We are delighted to confirm that this year’s Postgraduate Paper Prize has been won by Stephanie Allen. She is a final year PhD candidate at the University of Hertfordshire.
Stephanie’s prize-winning paper discussed the social and cultural fears of women’s bodies in early modern England, c.1540-1750. Her work uses the example of ‘counterfeit virginity’ to illustrate the extent to which men feared female agency.

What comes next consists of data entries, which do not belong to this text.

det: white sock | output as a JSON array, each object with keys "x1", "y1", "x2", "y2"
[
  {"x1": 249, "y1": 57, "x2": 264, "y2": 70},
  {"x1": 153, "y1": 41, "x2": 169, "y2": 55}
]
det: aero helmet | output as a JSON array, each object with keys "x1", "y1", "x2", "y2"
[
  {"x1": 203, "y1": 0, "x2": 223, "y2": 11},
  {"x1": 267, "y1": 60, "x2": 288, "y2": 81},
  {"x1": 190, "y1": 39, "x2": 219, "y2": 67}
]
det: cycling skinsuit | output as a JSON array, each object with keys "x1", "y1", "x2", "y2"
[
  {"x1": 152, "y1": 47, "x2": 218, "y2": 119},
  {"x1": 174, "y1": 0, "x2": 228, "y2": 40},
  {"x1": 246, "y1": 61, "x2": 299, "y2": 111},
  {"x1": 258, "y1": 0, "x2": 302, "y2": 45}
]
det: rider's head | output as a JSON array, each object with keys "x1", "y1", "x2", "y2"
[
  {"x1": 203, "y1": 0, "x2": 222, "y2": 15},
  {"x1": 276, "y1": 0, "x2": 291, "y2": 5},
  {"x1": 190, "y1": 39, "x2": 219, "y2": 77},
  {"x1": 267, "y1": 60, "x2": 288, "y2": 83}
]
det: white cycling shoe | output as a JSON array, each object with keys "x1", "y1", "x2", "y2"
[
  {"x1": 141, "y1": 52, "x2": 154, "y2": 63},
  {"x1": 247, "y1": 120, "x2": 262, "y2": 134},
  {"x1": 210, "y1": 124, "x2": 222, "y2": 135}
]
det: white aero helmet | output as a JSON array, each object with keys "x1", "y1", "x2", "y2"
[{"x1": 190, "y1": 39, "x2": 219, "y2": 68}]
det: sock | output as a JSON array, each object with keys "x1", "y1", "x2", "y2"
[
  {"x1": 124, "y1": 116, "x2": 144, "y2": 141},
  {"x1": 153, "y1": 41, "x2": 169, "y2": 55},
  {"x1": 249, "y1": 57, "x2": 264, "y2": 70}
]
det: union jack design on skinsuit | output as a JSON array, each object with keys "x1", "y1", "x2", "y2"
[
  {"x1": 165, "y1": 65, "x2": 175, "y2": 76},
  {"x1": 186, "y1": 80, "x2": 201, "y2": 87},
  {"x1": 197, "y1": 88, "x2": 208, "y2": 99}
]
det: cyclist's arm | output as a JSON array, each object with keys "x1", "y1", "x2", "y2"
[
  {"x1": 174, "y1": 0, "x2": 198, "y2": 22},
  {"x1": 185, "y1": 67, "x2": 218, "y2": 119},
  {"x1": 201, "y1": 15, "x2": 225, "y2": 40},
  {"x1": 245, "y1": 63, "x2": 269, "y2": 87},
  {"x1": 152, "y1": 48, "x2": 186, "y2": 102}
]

She has found no examples of women committing this type of bodily fraud, arguing that accusations reflected suspicion from men who insisted that women’s bodies were not always to be believed.

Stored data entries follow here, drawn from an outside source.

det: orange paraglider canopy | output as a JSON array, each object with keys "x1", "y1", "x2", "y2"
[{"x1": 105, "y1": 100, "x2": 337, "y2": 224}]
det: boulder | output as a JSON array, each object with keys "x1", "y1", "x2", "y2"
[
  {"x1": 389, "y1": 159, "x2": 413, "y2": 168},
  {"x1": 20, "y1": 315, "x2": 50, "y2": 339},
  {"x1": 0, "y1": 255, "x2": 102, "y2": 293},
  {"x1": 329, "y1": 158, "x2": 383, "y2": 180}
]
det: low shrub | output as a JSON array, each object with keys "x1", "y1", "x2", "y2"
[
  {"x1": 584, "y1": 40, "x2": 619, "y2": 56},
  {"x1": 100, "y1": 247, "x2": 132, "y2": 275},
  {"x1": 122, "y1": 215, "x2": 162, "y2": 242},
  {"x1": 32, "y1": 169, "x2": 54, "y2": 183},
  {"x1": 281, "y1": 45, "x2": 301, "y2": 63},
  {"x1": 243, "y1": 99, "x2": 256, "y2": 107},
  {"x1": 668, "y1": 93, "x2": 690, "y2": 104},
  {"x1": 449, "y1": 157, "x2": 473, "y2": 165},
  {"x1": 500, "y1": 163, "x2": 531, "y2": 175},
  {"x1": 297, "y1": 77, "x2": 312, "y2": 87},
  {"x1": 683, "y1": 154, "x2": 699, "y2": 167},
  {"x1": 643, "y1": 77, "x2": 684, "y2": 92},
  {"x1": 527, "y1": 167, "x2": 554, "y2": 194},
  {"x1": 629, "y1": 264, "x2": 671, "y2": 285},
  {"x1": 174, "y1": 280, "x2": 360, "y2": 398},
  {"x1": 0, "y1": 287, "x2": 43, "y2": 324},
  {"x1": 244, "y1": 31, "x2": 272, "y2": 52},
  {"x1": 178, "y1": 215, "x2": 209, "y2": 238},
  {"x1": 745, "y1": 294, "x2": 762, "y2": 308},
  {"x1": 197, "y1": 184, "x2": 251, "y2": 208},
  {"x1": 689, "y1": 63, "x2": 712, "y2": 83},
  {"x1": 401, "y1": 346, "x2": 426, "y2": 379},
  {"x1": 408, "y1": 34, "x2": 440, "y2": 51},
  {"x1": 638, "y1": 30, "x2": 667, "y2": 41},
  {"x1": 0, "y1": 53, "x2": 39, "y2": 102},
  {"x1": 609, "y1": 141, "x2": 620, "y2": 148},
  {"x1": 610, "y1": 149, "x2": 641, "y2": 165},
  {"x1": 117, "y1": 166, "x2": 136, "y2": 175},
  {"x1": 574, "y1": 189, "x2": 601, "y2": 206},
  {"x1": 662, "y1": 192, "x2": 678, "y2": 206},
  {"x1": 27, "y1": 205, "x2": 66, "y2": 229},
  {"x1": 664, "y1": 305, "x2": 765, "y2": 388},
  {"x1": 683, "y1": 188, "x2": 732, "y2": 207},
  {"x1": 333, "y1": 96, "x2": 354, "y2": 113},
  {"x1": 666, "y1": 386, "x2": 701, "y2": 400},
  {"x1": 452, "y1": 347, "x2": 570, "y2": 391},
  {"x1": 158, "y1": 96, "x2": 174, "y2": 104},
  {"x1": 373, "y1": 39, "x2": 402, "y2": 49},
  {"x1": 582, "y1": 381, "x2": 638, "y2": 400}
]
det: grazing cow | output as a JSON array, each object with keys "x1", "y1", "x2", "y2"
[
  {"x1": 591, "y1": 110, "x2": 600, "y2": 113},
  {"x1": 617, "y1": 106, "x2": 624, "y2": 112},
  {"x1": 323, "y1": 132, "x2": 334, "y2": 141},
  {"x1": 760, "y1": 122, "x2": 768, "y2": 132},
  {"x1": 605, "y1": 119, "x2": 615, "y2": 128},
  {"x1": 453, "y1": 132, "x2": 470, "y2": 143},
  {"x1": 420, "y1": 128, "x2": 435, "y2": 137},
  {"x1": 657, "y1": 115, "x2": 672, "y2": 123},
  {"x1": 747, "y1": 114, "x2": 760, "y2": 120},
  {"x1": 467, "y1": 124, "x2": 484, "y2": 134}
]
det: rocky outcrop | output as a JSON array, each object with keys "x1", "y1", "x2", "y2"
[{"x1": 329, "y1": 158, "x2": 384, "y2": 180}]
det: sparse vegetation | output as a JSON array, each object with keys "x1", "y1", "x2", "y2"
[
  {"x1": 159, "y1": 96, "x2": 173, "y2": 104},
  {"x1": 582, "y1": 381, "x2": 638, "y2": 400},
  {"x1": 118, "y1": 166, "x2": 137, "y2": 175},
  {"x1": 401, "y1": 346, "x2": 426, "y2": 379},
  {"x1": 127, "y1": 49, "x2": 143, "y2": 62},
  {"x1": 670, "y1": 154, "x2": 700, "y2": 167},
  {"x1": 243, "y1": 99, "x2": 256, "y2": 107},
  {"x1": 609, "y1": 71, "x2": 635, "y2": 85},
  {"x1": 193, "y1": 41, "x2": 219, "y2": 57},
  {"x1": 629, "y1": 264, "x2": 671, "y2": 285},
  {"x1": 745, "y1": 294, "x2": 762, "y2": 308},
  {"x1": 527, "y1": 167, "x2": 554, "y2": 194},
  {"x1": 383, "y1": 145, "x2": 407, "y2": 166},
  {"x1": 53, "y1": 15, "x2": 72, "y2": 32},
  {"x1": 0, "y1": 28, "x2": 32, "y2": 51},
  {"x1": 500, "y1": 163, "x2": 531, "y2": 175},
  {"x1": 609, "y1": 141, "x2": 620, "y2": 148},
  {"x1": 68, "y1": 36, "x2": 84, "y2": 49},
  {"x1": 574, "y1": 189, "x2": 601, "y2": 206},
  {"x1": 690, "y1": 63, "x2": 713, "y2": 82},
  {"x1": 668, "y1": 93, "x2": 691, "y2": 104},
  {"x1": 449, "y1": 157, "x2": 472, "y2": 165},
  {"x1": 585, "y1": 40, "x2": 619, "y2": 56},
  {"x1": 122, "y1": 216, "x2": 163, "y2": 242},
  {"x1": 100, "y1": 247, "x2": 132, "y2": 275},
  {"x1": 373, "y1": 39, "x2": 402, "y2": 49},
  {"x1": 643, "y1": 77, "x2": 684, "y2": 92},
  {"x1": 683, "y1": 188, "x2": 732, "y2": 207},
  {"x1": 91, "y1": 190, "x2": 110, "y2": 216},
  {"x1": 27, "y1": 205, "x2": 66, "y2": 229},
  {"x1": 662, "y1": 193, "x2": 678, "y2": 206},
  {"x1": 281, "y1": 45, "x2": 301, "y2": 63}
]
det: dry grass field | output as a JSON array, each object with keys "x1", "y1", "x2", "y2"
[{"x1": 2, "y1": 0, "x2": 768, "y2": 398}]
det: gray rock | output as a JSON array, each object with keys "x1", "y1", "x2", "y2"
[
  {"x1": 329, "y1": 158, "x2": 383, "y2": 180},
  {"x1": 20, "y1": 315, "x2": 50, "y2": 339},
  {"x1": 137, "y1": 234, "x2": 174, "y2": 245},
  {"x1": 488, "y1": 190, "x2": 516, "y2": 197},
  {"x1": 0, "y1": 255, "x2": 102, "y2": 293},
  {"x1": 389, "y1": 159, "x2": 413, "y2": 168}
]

The judges described the paper as ‘making a real contribution to historical understandings of gender in Early Modern England’. Professor Pam Cox, chair of the Social History Society, who read Stephanie’s paper, presented the prize.
Stephanie has told us she was ‘ecstatic to have been chosen as there were so many amazing papers delivered by other postgraduates’. She explained,
‘The process of presenting was alone an incredible experience, and I could not recommend it enough to anyone else’.
In fact, the standard of competition in this year’s competition was so high that the judges decided to award two second prizes. These have been awarded to Esben Bøgh Sørensen (Aarhus University) and Joe Chick (Warwick University).
We wish all three winners a heartfelt congratulations and look forward to seeing them present at future conferences. We would also like to thank Bloomsbury Publishing for supporting the prize.
First Prize
Stephanie Allen (University of Hertfordshire), ‘Recreating Virginity: Fears of Sexual Deviance in Early Modern England, c. 1540-1750’.
Runners Up
Esben Bøgh Sørensen (Aarhus University), ‘A “New Kind of Husbandry”: Work, Household and Farming in Sixteenth Century English Agricultural Manuals’.
Joe Chick (Warwick University), ‘Inclusion, Exclusion, and the Pursuit of Identity: Town-Abbey Relations in Late Medieval Reading’.